Nicolas Sarkozy a été reconnu coupable d’association de malfaiteurs et condamné à cinq ans de prison ferme dans le cadre de l’affaire du financement libyen de sa campagne présidentielle de 2007. Le verdict, tombé ce jeudi 25 septembre au tribunal correctionnel de Paris, a provoqué un séisme politique et médiatique. Sur les réseaux sociaux, son épouse Carla Bruni a rapidement réagi en lui adressant un message d’amour et de soutien indéfectible.
Un verdict attendu avec tension
La salle d’audience était comble ce jeudi, remplie de journalistes, de soutiens mais aussi de curieux venus assister à ce qui restera sans doute comme l’un des moments judiciaires les plus marquants de la Vᵉ République. Le clan Sarkozy, rassemblé et soudé, s’est présenté au tribunal : Carla Bruni à ses côtés, ses trois fils ainsi que ses frères, tous venus témoigner de leur solidarité. Six mois après la clôture du procès, le jugement a été longuement détaillé pendant près de trois heures.
Finalement, l’ancien président de la République a été condamné à cinq ans de prison ferme, assortis d’un mandat de dépôt à effet différé, et à une amende de 100 000 euros. Il a cependant été relaxé des accusations de corruption passive, de détournement de fonds publics libyens et de financement illégal de campagne électorale.
Une réaction digne et déterminée
À la sortie du tribunal, entouré de caméras et de micros, Nicolas Sarkozy a pris la parole. Visiblement affecté mais déterminé, il a affirmé : « J’assumerai mes responsabilités. Je déférerai aux convocations de la justice. Et s’ils veulent absolument que je dorme en prison, je dormirai en prison. Mais la tête haute. Je suis innocent. » Ces mots, rapportés notamment par Le Monde, montrent un homme combatif, prêt à faire face mais toujours convaincu de son innocence. Pour lui, ce jugement constitue « une injustice » et un « scandale » mettant en péril la confiance des citoyens dans l’État de droit.

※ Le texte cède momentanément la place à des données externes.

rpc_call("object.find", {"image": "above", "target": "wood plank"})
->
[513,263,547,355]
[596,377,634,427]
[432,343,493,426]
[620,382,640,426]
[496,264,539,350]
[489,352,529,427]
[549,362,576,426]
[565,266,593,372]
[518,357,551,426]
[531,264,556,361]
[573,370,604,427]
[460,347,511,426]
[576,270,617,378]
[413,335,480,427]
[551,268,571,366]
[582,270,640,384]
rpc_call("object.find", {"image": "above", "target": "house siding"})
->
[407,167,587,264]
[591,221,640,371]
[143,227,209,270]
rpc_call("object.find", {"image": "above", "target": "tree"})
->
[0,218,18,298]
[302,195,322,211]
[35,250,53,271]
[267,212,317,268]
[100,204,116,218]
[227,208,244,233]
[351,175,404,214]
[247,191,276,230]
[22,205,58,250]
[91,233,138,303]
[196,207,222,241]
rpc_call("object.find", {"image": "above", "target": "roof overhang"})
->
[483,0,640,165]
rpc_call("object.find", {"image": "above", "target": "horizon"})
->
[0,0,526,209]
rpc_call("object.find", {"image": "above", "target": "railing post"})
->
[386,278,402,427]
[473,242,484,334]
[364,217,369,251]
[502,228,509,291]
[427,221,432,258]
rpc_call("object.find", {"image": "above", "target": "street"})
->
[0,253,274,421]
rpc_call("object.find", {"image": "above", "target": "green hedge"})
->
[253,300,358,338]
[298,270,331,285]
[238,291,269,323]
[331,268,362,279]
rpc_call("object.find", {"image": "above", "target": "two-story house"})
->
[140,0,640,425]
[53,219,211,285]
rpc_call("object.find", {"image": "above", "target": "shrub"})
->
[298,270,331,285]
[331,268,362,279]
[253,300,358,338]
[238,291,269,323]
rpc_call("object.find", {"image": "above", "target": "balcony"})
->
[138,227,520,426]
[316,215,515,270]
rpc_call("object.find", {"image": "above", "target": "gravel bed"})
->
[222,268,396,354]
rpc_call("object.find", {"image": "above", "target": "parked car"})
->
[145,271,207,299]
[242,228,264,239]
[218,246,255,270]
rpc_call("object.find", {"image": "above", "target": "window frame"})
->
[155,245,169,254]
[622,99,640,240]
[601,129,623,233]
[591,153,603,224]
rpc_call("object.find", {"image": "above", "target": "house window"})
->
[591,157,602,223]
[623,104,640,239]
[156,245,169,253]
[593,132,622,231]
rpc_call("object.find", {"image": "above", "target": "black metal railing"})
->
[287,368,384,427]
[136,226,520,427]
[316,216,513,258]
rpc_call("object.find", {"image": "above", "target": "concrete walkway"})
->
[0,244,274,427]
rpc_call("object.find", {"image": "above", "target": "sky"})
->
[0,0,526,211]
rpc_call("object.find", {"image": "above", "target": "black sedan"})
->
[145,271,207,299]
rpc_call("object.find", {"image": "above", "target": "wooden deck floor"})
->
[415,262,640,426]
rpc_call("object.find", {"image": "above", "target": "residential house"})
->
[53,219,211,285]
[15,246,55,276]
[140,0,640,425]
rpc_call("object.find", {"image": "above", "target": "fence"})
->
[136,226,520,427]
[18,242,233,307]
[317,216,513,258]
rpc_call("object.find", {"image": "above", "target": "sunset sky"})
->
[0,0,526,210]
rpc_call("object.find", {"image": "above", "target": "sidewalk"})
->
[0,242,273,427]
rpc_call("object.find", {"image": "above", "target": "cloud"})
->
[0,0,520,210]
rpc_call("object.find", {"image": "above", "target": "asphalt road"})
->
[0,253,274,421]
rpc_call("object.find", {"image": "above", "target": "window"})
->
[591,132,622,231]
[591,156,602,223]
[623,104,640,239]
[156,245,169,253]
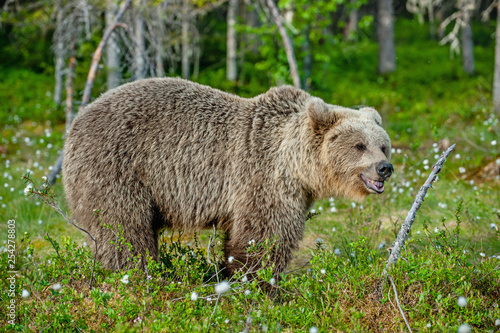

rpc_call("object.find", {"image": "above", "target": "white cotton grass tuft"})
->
[24,183,33,195]
[51,283,62,291]
[120,274,129,284]
[215,281,231,295]
[457,324,472,333]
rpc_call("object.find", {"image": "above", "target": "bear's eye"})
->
[356,143,366,151]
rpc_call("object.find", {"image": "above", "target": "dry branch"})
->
[383,145,455,276]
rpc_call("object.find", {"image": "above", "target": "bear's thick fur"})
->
[63,78,392,273]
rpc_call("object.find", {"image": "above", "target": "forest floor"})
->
[0,19,500,332]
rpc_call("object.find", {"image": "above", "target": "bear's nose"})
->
[377,162,394,179]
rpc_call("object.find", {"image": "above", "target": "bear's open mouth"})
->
[361,174,384,193]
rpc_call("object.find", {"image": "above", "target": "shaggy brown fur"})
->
[63,78,391,273]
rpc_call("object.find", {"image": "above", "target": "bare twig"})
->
[46,232,75,280]
[383,145,455,275]
[388,275,412,333]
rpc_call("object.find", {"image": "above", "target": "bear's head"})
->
[306,97,394,200]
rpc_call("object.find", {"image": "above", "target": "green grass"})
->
[0,21,500,332]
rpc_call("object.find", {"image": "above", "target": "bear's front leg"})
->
[224,205,304,278]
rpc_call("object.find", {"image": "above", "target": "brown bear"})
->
[63,78,393,273]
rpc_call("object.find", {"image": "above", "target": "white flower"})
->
[215,281,231,295]
[120,274,128,284]
[52,283,62,291]
[24,183,33,195]
[457,296,467,308]
[457,324,472,333]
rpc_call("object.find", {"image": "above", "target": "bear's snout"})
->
[377,161,394,180]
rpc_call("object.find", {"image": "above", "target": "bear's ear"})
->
[306,97,338,133]
[359,107,382,126]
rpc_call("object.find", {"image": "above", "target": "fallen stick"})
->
[380,145,455,333]
[383,145,455,270]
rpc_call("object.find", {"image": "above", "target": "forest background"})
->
[0,0,500,332]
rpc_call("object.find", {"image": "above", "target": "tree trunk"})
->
[461,13,474,74]
[181,0,190,80]
[134,0,146,80]
[54,0,64,105]
[493,3,500,114]
[267,0,300,88]
[377,0,396,74]
[302,26,313,90]
[344,0,358,41]
[106,0,122,90]
[66,43,76,133]
[226,0,238,82]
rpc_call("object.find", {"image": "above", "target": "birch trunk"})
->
[181,0,190,80]
[54,0,64,105]
[267,0,300,88]
[134,0,146,80]
[461,14,475,74]
[226,0,238,82]
[377,0,396,74]
[106,0,122,90]
[493,3,500,110]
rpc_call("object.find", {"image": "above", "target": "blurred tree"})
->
[105,0,122,90]
[134,0,146,80]
[377,0,396,74]
[226,0,239,82]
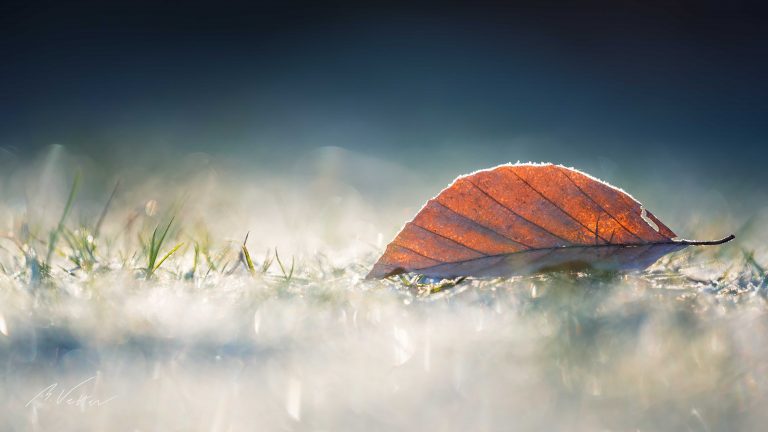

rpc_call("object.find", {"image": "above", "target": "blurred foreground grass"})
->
[0,147,768,431]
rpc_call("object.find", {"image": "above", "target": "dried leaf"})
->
[368,164,733,278]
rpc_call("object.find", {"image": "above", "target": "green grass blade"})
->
[147,242,184,279]
[45,170,81,265]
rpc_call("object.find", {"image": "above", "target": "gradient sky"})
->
[0,1,768,187]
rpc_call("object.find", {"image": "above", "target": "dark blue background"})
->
[0,1,768,187]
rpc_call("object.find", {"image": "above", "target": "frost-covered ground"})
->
[0,148,768,431]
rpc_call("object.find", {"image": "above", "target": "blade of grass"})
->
[45,169,80,265]
[147,242,184,279]
[240,231,256,274]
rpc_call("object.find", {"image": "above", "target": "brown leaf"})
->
[367,164,734,278]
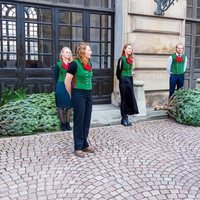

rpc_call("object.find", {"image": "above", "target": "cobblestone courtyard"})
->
[0,119,200,200]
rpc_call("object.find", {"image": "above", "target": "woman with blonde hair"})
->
[65,42,95,158]
[54,47,73,131]
[116,44,139,126]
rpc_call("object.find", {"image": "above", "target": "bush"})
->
[0,88,28,107]
[167,89,200,126]
[0,93,59,135]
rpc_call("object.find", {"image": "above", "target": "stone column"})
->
[133,81,147,116]
[196,78,200,89]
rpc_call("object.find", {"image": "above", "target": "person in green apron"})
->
[167,43,187,99]
[54,47,73,131]
[116,44,139,126]
[65,42,95,158]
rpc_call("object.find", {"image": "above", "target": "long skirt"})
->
[119,76,139,117]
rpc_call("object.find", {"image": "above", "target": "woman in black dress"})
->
[116,44,139,126]
[54,47,73,131]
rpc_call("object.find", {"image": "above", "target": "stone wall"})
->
[112,0,186,106]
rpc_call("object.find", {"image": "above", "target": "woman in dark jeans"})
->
[65,42,95,158]
[116,44,139,126]
[54,47,73,131]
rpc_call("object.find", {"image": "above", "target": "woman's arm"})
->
[65,73,73,96]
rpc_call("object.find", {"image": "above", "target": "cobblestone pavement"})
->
[0,119,200,200]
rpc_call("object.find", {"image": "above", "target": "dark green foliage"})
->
[0,88,27,107]
[0,93,59,135]
[168,89,200,126]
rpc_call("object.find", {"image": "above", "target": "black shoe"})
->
[121,118,128,126]
[65,122,72,131]
[126,116,132,126]
[60,122,67,131]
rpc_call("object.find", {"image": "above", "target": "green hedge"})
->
[0,93,59,136]
[168,89,200,126]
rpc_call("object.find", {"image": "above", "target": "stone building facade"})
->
[112,0,188,106]
[0,0,200,106]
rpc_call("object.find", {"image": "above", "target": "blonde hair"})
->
[175,43,184,49]
[59,47,73,62]
[75,42,90,64]
[121,43,133,58]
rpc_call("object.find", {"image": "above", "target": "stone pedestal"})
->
[133,81,147,116]
[196,78,200,89]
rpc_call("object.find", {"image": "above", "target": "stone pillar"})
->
[133,81,147,116]
[196,78,200,89]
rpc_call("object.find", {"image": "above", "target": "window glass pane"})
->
[71,0,85,5]
[90,43,100,55]
[9,40,17,53]
[25,23,38,38]
[59,41,71,51]
[58,0,71,3]
[86,0,112,8]
[39,56,52,68]
[38,25,52,38]
[0,57,17,68]
[197,8,200,19]
[71,41,82,54]
[90,28,100,41]
[194,59,200,68]
[185,35,191,46]
[26,55,52,68]
[185,23,192,34]
[59,11,71,25]
[196,24,200,35]
[195,36,200,46]
[72,27,83,40]
[3,40,8,52]
[25,40,38,54]
[72,12,83,26]
[39,40,52,53]
[2,21,16,36]
[90,14,100,27]
[101,56,111,69]
[24,7,38,21]
[187,0,193,6]
[1,4,16,19]
[185,47,191,57]
[101,15,111,28]
[59,26,71,39]
[101,29,111,41]
[195,47,200,57]
[39,9,51,23]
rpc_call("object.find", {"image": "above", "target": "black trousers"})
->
[169,74,184,98]
[119,76,139,117]
[71,89,92,150]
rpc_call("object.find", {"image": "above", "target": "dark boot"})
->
[125,116,132,126]
[121,117,128,126]
[65,122,72,131]
[60,122,67,131]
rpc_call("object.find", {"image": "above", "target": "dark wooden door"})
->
[185,0,200,88]
[0,1,114,104]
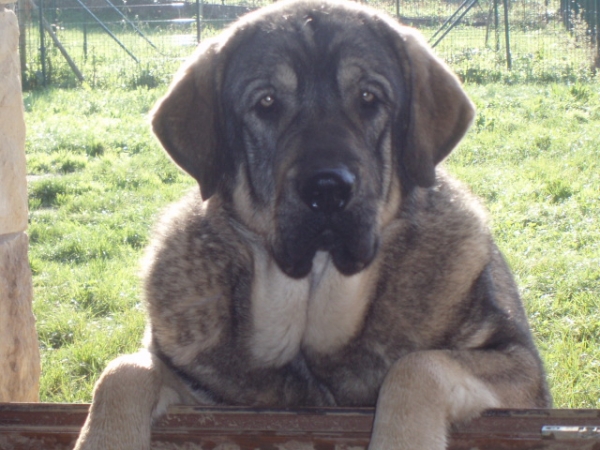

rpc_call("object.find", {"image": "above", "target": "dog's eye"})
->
[360,91,377,105]
[258,95,275,109]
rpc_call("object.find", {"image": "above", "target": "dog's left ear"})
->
[394,24,475,187]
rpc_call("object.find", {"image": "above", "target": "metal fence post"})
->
[196,0,203,44]
[504,0,512,70]
[39,0,47,86]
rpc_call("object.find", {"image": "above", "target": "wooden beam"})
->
[0,403,600,450]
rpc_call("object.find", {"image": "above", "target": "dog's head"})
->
[152,0,474,278]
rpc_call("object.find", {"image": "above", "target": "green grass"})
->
[25,82,600,408]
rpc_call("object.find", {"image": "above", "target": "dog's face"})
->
[153,2,473,278]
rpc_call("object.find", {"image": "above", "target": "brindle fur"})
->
[72,0,550,450]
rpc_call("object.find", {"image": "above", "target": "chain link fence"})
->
[16,0,600,89]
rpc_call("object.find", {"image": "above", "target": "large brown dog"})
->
[72,1,550,450]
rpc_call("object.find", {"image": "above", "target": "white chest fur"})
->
[251,252,372,367]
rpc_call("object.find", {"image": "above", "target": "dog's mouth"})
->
[273,216,378,278]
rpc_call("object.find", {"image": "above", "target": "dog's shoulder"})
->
[142,190,253,307]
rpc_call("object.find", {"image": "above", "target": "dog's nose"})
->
[299,167,356,214]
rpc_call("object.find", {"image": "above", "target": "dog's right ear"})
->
[151,41,228,200]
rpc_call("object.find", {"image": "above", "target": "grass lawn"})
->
[25,82,600,408]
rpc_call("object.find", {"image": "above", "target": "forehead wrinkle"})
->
[273,63,298,92]
[338,58,393,95]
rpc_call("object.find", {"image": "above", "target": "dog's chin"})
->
[273,234,378,279]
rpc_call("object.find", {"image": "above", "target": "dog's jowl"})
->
[77,0,550,450]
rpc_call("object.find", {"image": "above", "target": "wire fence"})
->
[11,0,600,89]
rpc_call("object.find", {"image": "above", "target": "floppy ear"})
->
[151,42,228,200]
[397,27,475,187]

Carla Bruni en soutien inconditionnel
Quelques heures après le verdict, Carla Bruni a pris la parole à sa manière, via Instagram. Elle a partagé une photo où l’on voit le couple marcher main dans la main lors de leur arrivée au tribunal, accompagnée d’un message symbolique : « Love is the answer (L’amour est la réponse) », suivi du hashtag « La haine n’aura pas le dessus ».
Ce geste de tendresse publique témoigne de la force du lien entre l’ex-présidente et l’ex-première dame, et rappelle combien Carla Bruni s’est toujours tenue aux côtés de son mari dans ses combats politiques et judiciaires. Sa réaction a été largement relayée et commentée, renforçant l’image d’un couple soudé face à l’adversité.
Un appel annoncé et une promesse de combat
Nicolas Sarkozy n’a pas tardé à annoncer son intention de faire appel. « Je me battrai jusqu’à mon dernier souffle pour prouver ma complète innocence », a-t-il martelé devant les caméras, soulignant qu’il n’avait « aucun esprit de revanche » et « aucune haine ». Pour l’ancien chef de l’État, cette décision judiciaire constitue un moment d’une gravité extrême, qu’il entend contester par tous les moyens légaux à sa disposition. En répétant qu’il ne demandera jamais pardon pour ce qu’il n’a pas fait, il a affiché une détermination sans faille, malgré cette deuxième condamnation judiciaire qui ternit davantage son image politique.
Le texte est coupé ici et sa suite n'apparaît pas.